Manch Debüt folgt gängigen Schemen eines Genres, andere öffnen völlig neue Wege. So weit, so gut. Aber dann gibt es auch solche, die es irgendwie schaffen, beides zu kombinieren – auf altbekannten Pfaden zu bleiben, aber gleichzeitig vollkommen anders und vor allem unerwartet zu klingen, und das Spektrum des Bewährten zu erweitern. Solch ein Projekt ist DÏATRÏBE, dessen ´Odite Sermonis´ tatsächlich die Quadratur des Kreises versucht: extrem rohen, wie er selbst sagt orthodoxen französischen Black Metal mit Melodien und großer Geste zu verbinden, und zwar auf eine solche faszinierende und komplexe Art, dass die Hassreden, so die Übersetzung von ´Odite Sermonis´, bis heute geduldig wartend auf meinem abzuarbeitenden pile of shame liegengeblieben sind.

 

Er, das ist der einzige Akteur dieses 2019 gegründeten Soloprojekts, das sich dem für seine Kompromisslosigkeit und Ungeschliffenheit bekannten orthodoxen französischen Black Metal verschrieben hat. Wie es sich gehört, wissen wir nichts über den Kopf hinter der Band, auch die Bandcamp-Seite bietet uns außer der EP keine weiteren Informationen an; allein die Musik soll für sich sprechen. Und der erste Höreindruck ist krass: das Schlagzeug komplett nach vorne gemischt, eine dissonante Gitarre verliert sich suchend in einer höhlenartigen, keyboardwabernden Atmosphäre, bis das Gewitter losbricht und ein extrem verhalltes, stets im Hintergrund lauerndes Kreischen uns locker knapp 30 Jahre in die Vergangenheit beamen. Spätestens hier werden vermutlich all die HiFi-Metaller aussteigen, für die Produktion so sehr im Vordergrund steht, und das ist voll okay, denn damit behält der Rest einen wahren Schatz für sich allein.

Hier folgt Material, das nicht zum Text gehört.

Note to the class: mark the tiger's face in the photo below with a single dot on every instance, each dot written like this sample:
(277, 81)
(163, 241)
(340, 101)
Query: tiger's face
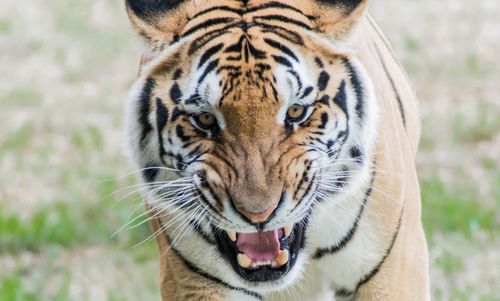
(243, 133)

Denn worauf es hier ankommt, ist Atmosphäre, und zwar nicht die durch viele Mixtricks künstlich erzeugte, sondern das, was passiert wenn einer sein Inneres nach außen dreht, sich mehr als nackt macht – und den Hörer mit den daraus entstehenden bodenlosen klanglichen Hassbratzen mitten in den Magen trifft. Kann Authentizität Gänsehaut auslösen? Auf jeden Fall!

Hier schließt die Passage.